Returns: ModelResponse

Raises: ModelError if the API call fails.

stream()

python
async def stream(
    self,
    messages: list[Message],
    *,
    tools: list[dict[str, Any]] | None = None,
    temperature: float | None = None,
    max_tokens: int | None = None,
) -> AsyncIterator[StreamChunk]

Stream a completion from Vertex AI. Uses generate_content_stream() internally.

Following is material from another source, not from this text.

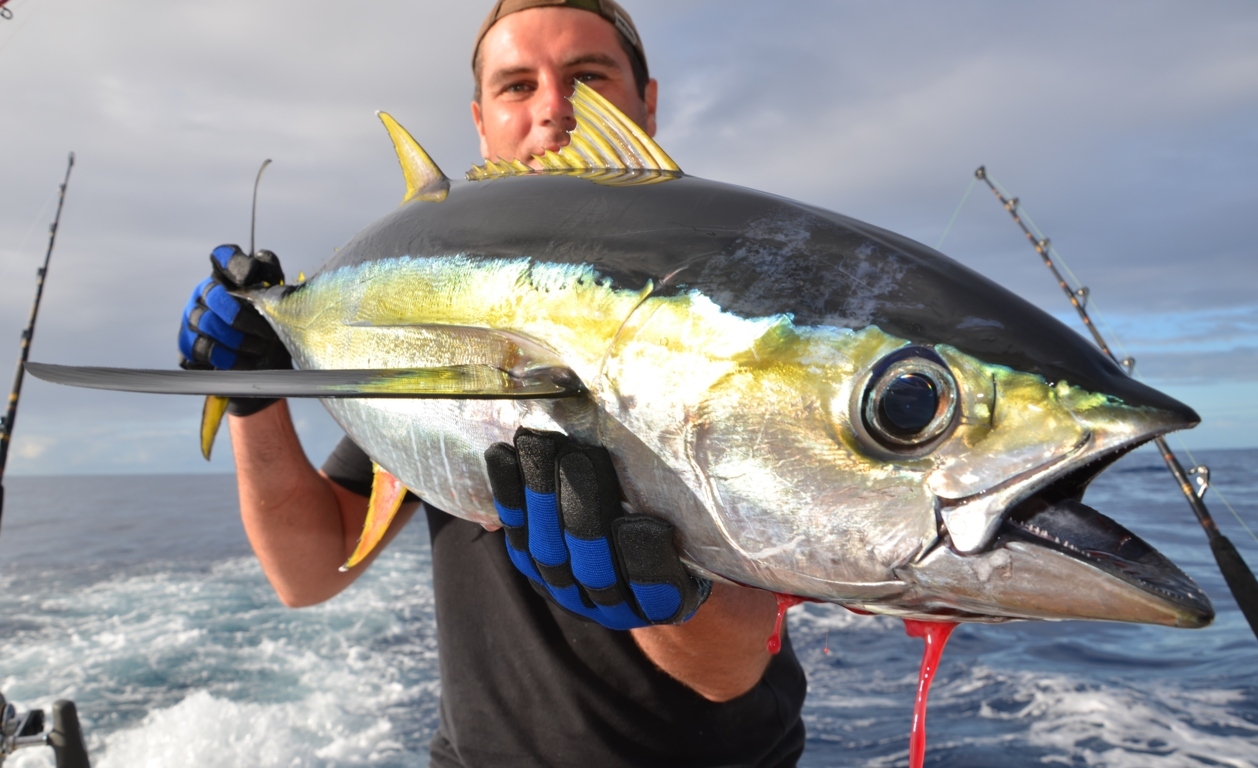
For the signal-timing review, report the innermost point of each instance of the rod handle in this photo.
(67, 737)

ParameterTypeDefaultDescription
messageslist[Message](required)Conversation history
toolslist[dict[str, Any]] | NoneNoneJSON-schema tool definitions (OpenAI format, auto-converted)
temperaturefloat | NoneNoneSampling temperature override
max_tokensint | NoneNoneMaximum output tokens override

Yields: StreamChunk

Raises: ModelError if the API call fails.

Message Conversion

Identical to the Gemini provider — messages are converted to Google API format:

Orbiter TypeGoogle FormatNotes
SystemMessageExtracted to system_instruction configMultiple system messages are joined with newlines
UserMessage{"role": "user", "parts": [{"text": ...}]}Direct content mapping
AssistantMessage{"role": "model", "parts": [...]}Text as {"text": ...}, tool calls as {"function_call": ...}
ToolResult{"role": "user", "parts": [{"function_response": ...}]}Uses tool_name for the function name

Tool Schema Conversion

Same as the Gemini provider — tools are converted from OpenAI format to Google’s function_declarations format.

Finish Reason Mapping

Same as the Gemini provider.

Google ValueOrbiter FinishReason
"STOP""stop"
"MAX_TOKENS""length"
"SAFETY""content_filter"
"RECITATION""content_filter"
"BLOCKLIST""content_filter"
"MALFORMED_FUNCTION_CALL""stop"
"OTHER""stop"
None"stop"

Error Prefix

Vertex AI errors use the "vertex:" prefix in ModelError messages (e.g., "vertex:gemini-2.0-flash"), distinguishing them from Gemini API errors which use the "gemini:" prefix.

Example

python
import asyncio
from orbiter.models import get_provider
from orbiter.types import SystemMessage, UserMessage

async def main():
    # No API key needed -- uses Application Default Credentials
    provider = get_provider("vertex:gemini-2.0-flash")

    response = await provider.complete(
        [
            SystemMessage(content="You are a helpful assistant."),
            UserMessage(content="What is the capital of France?"),
        ],
        temperature=0.0,
        max_tokens=100,
    )

    print(response.content)  # "The capital of France is Paris."
    print(response.usage)    # Usage(input_tokens=25, output_tokens=8, total_tokens=33)

asyncio.run(main())

Authentication Setup

Vertex AI uses Application Default Credentials (ADC). Set up before using the provider:

bash
# Option 1: gcloud CLI (development)
gcloud auth application-default login
export GOOGLE_CLOUD_PROJECT="my-project-id"
export GOOGLE_CLOUD_LOCATION="us-central1"

# Option 2: Service account (production)
export GOOGLE_APPLICATION_CREDENTIALS="/path/to/service-account.json"
export GOOGLE_CLOUD_PROJECT="my-project-id"

Supported Models

Any model available through Vertex AI, including:

  • Gemini models: gemini-2.0-flash, gemini-2.5-pro, gemini-2.5-flash
  • Model Garden: Third-party and open models hosted on Vertex AI

Gemini API vs Vertex AI

FeatureGemini ("gemini:")Vertex AI ("vertex:")
AuthenticationAPI keyGCP Application Default Credentials
Provider string"gemini:model-name""vertex:model-name"
Model accessGoogle AI models onlyGoogle AI + Model Garden
BillingGoogle AI billingGCP project billing
VPC / PrivateNoYes (VPC Service Controls)
Region controlNoYes (GOOGLE_CLOUD_LOCATION)
Best forPrototyping, personal projectsProduction, enterprise

For API-key-based access, use the Gemini provider instead.